With n(tp) established, γ is calculated viaeqn (1) to be 0.07 ± 0.02 J m−2 in Mode I and 1.5 ± 0.2 J m−2 in Mode II. These average values are then input into eqn (1) and (2) with the average E values, Ro scaling, and n scaling to plot continuous functions of σa–s(tp) and Ff–s(tp) in each Mode (Fig. 4). These γ values, which equate to surface energies of ∼0.033 J m−2 in Mode I and ∼0.75 J m−2 in Mode II, are in the range of intermolecular VDW forces for the separation of carbon layers that are proposed to be governing σa–s in this system.89–92 They are also consistent with previously reported surface energy values of graphitic C–C interfaces (i.e. CNTs, graphene, and graphite) in the range of 0.029–0.875 J m−2.66,89,91–96 Higher γ is attributed to carbon deposition in the array with a higher sp3 carbon character, exhibiting further interactions in addition to the ideal peeling of smooth, well-ordered sp2 graphitic surfaces with correspondingly lower surface energies.54,56,96 The calculated γ values also support experimental observations, as Raman spectroscopy analysis69,97–99 of the CNT base after array pull-off (see section S4 of the ESI) shows that the CNTs exhibit a well-ordered, sp2 graphitic wall structure in Mode I, and a more defective, turbostratic sp3 carbon structure in Mode II as carbon deposits on the outer CNT walls at long tp.100 Since the wafer surface (Fig.
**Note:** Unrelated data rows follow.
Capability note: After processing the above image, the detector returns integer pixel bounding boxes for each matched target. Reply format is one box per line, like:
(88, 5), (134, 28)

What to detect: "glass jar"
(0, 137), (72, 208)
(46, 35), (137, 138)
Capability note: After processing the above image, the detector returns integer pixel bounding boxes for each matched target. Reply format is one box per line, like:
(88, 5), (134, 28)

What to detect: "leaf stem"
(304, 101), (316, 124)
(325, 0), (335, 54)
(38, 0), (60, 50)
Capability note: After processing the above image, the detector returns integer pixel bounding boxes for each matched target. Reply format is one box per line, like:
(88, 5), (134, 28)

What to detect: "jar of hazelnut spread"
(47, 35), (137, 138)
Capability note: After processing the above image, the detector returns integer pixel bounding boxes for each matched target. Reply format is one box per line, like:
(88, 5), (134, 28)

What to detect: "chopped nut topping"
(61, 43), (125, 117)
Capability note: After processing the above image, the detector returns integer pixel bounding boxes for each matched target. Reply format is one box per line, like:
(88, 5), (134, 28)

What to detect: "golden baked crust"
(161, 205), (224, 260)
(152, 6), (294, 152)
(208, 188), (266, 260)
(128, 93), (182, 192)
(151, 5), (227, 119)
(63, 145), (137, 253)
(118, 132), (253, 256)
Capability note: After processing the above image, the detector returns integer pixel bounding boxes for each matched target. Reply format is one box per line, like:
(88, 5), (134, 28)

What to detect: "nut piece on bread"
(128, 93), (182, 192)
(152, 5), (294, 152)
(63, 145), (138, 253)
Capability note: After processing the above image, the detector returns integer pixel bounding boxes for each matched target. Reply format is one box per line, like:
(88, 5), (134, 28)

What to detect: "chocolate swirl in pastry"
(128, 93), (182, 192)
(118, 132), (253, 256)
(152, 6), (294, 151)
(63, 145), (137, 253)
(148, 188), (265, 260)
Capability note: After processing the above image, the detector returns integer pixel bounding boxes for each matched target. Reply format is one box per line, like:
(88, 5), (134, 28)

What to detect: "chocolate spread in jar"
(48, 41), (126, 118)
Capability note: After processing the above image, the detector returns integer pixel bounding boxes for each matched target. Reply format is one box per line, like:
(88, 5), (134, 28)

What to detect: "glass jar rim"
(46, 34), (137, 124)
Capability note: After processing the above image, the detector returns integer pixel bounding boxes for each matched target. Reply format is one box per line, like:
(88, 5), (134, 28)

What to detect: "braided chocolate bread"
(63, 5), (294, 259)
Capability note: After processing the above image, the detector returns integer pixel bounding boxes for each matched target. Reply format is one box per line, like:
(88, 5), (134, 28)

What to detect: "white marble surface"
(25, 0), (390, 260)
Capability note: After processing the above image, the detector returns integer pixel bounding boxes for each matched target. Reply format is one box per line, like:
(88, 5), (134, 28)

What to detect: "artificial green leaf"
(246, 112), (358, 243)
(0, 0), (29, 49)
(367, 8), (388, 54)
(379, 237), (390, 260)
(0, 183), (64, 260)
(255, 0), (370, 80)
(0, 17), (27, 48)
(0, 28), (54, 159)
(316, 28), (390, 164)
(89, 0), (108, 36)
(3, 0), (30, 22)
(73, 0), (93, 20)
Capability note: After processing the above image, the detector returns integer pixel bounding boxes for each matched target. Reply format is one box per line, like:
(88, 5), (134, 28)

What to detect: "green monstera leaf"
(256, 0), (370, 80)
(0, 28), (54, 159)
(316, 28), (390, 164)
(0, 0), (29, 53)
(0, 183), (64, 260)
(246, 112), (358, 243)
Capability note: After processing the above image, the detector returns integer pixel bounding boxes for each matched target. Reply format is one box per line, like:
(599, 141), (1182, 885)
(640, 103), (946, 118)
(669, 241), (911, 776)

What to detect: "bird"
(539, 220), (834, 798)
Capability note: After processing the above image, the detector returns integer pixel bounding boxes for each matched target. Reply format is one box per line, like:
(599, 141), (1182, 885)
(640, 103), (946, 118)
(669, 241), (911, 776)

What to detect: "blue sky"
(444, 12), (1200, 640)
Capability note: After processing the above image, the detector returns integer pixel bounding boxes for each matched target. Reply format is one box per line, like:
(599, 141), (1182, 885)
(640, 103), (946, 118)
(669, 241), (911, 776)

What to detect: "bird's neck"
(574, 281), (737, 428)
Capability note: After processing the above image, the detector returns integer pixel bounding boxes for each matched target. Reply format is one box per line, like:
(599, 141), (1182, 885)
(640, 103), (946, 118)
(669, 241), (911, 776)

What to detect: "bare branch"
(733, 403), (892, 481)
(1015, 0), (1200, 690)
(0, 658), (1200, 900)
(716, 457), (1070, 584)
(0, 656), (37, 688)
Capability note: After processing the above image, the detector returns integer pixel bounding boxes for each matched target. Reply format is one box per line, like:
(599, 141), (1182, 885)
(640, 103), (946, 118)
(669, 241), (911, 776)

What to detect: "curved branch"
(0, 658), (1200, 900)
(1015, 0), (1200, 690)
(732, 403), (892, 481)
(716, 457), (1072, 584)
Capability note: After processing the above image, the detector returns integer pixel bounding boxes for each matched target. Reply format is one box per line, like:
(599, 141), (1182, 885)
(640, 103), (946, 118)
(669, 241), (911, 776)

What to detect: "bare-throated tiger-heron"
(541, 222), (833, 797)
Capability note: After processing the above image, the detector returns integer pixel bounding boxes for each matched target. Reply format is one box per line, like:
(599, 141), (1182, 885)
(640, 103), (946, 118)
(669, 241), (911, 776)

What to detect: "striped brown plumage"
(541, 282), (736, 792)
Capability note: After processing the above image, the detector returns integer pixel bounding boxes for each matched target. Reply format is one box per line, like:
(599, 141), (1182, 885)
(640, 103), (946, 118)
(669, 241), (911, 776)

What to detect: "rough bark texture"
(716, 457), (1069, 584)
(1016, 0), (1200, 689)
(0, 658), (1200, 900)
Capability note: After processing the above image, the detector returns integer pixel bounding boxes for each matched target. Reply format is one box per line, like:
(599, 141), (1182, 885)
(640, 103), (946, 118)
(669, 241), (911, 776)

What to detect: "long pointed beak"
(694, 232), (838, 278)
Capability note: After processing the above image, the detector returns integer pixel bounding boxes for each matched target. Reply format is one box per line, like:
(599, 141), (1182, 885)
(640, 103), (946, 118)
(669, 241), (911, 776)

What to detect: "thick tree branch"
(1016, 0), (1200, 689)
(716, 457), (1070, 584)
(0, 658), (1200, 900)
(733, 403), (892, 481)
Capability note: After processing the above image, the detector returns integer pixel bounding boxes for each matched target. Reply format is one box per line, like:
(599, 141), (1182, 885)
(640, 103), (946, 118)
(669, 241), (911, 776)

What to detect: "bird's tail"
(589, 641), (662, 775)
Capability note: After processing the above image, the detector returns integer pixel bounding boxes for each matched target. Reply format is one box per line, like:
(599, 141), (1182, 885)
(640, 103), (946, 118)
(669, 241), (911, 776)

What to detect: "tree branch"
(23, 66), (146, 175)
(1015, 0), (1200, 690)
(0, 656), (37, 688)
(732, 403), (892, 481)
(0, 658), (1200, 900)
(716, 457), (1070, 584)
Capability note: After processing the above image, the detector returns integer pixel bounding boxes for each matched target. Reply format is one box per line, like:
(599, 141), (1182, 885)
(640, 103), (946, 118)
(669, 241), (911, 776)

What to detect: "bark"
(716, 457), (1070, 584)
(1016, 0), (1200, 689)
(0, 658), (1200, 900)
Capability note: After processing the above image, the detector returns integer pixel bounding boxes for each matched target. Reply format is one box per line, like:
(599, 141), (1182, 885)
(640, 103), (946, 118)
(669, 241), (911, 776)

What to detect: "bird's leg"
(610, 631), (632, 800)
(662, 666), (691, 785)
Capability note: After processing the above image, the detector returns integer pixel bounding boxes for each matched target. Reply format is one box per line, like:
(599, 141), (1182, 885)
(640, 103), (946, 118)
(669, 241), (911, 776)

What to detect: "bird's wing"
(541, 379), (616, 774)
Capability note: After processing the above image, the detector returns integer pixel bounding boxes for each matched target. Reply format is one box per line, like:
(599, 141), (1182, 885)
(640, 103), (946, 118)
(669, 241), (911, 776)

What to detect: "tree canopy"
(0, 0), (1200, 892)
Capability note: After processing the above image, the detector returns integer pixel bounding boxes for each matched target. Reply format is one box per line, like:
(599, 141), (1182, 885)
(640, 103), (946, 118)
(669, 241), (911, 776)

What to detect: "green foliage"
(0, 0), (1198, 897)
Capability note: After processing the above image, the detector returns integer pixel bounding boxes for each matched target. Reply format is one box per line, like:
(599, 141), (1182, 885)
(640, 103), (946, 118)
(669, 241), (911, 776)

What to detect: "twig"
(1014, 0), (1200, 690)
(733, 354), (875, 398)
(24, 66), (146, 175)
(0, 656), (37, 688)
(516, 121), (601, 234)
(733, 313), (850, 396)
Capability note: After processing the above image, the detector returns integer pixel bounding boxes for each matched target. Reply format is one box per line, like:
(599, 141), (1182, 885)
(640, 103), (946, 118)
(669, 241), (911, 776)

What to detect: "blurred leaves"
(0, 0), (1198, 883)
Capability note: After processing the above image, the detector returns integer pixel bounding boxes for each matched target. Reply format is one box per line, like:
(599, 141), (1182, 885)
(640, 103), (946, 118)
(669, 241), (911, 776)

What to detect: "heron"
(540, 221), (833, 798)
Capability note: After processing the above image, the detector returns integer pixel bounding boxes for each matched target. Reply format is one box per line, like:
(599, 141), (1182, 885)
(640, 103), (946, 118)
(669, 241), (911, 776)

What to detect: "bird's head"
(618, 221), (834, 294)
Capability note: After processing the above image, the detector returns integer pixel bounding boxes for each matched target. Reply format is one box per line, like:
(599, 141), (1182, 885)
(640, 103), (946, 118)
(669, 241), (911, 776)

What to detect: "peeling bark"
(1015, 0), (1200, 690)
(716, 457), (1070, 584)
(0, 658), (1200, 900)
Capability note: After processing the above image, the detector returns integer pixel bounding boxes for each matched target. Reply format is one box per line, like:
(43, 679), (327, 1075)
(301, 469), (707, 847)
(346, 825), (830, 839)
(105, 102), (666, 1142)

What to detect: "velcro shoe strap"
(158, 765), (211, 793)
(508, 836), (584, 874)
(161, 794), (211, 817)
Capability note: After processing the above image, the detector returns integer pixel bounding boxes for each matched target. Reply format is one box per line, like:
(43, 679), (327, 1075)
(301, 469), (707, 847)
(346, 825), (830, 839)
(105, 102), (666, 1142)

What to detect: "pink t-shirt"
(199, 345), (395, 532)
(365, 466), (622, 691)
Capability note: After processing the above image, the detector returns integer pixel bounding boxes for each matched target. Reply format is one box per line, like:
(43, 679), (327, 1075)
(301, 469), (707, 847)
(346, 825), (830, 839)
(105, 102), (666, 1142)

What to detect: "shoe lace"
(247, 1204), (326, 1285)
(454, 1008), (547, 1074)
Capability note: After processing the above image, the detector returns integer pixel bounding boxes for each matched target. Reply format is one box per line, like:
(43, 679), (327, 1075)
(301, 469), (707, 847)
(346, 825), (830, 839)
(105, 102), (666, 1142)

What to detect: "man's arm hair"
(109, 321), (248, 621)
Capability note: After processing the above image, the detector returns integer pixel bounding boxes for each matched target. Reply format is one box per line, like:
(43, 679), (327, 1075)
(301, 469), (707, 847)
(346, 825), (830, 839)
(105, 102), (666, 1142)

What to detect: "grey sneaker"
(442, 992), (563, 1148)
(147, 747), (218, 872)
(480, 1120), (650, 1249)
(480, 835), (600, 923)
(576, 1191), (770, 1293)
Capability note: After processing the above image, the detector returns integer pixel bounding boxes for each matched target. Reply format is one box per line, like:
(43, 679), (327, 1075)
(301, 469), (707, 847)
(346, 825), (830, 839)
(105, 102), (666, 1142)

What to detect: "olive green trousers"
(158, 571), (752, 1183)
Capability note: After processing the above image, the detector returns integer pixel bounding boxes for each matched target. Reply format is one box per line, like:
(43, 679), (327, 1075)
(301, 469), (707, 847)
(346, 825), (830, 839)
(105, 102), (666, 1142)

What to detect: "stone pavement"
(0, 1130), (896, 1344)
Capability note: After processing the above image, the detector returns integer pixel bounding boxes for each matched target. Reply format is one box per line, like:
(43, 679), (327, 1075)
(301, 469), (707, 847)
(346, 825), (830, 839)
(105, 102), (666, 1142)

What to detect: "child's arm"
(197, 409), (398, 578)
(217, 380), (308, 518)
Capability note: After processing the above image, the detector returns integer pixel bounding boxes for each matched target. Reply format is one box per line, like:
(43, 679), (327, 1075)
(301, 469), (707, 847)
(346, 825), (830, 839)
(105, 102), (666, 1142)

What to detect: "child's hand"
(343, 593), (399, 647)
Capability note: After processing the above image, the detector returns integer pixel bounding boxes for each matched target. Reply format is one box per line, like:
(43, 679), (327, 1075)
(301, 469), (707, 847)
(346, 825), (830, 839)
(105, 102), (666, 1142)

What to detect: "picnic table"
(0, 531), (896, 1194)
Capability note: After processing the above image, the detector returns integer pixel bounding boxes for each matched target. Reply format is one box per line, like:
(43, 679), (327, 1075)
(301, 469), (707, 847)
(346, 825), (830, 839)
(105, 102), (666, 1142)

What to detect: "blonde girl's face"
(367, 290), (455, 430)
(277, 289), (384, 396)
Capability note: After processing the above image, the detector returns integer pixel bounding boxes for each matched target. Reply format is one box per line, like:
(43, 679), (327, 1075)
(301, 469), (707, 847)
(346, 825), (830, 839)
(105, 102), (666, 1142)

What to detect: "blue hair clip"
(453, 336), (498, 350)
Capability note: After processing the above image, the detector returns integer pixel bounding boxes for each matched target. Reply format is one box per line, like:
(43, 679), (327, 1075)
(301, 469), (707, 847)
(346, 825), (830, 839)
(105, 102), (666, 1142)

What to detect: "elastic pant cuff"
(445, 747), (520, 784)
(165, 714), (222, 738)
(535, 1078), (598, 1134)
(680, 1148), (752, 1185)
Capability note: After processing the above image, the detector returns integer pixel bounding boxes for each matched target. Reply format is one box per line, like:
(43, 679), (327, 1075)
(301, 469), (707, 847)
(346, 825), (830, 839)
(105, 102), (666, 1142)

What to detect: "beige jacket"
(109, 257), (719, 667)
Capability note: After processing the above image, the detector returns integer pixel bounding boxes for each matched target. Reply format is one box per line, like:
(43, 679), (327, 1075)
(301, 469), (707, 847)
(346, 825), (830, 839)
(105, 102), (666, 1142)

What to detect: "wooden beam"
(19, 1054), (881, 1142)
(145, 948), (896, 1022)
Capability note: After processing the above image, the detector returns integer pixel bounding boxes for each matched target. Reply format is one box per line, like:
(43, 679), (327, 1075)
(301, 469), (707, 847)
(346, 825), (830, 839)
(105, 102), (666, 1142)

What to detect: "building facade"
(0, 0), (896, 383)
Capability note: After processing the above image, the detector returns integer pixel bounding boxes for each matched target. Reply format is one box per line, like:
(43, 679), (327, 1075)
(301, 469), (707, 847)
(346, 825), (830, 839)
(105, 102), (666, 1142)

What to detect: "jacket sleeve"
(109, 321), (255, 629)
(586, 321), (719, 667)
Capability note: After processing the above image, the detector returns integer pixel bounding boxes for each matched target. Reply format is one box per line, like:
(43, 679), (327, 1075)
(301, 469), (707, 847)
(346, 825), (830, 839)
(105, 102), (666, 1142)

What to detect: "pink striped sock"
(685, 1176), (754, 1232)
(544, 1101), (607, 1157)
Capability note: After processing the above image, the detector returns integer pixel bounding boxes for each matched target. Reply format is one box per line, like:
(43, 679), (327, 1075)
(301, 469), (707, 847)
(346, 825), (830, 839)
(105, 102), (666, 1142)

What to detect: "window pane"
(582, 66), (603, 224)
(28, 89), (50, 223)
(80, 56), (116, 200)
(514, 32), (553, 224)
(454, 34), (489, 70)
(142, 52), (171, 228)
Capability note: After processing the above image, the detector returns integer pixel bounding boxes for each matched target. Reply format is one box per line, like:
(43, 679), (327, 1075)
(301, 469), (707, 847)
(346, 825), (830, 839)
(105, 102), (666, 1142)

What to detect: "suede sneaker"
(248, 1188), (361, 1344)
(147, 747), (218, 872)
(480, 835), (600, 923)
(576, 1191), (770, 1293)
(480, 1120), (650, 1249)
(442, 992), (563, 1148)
S4) is expected to have a broader distribution of carbon character as compared to the CNT roots (i.e. having carbon that encapsulates the activated catalysts, covers larger iron particles and the alumina surface, and comprises residual short CNTs),40,76,83 analysis of the CNT array roots after pull-off can provide more instructive characterization of the deposited carbon that gives rise to the adhesion evolution. Therefore, increases in σa–s in Mode II are likely attributed to higher Ro, E, and γ based on the sp2-to-sp3-dominated carbon evolution and deposition with tp,54,56,96 where significant changes in E and γ may be especially responsible for the rapid adhesion evolution following growth termination. In sum, the application of this adhesion model to our aligned CNT arrays shows that σa–s evolves non-monotonically with tp and increases by an order of magnitude after growth termination, which is attributed to n decay during growth and a subsequent order-of-magnitude increase in E and γ due to carbon deposition in Mode II.

Discussion

Mechanistic insights into CNT–substrate adhesion

The CNT–substrate adhesion model is used to predict γ, σa–s, and Ff–s, which corroborates experimental results of iron-free CNT roots and C–C layer separation during CNT array pull-off. Since γ for CNTs with VDW-dominated adhesion is approximately constant for CNTs with more than 3 walls,101 and γ is assumed to be higher in Mode II only due to the increased turbostratic/disordered carbon character, γ is kept constant throughout Mode I and Mode II to represent the VDW-dominated CNT–C layer interaction as the weakest interface governing CNT–substrate separation. This carbon layer may form during the cooling process due to carbon precipitation from the iron catalyst,81,102,103 and it may also increase in thickness after growth termination due to catalyst deactivation39,104,105 and deposition of additional carbon during Mode II. Furthermore, since the interaction energy between C–Fe is higher (yielding γ ∼ 1.84 J m−2 or greater)19,39,106,107 and this is inconsistent with our σa–s and γ calculations, it is proposed that the separated carbon layer at the CNT root remains on the Fe catalyst after CNT pull-off.108 Still higher are the Fe–alumina interaction energies19,82 as well as iron oxide109,110 and iron carbide,111,112 which would all yield γ > 2 J m−2, exceeding the γ values here of 0.07 and 1.5 J m−2 in Mode I and Mode II, respectively. Therefore, in contrast to previous work at short tp (on the order of seconds, where the Fe catalyst was observed to stay attached to the CNT roots during the tensile pull-off of a microscale CNT array),28 only the C–C interfaces are observed to separate in this system at moderate to long tp, yielding a maximum σa–s of ∼285 kPa after 80 min of processing. Based on these results, it is plausible that additional increases in σa–s may be obtained via extended carbon deposition at longer tp to further engineer the substrate adhesion strength of aligned NF arrays.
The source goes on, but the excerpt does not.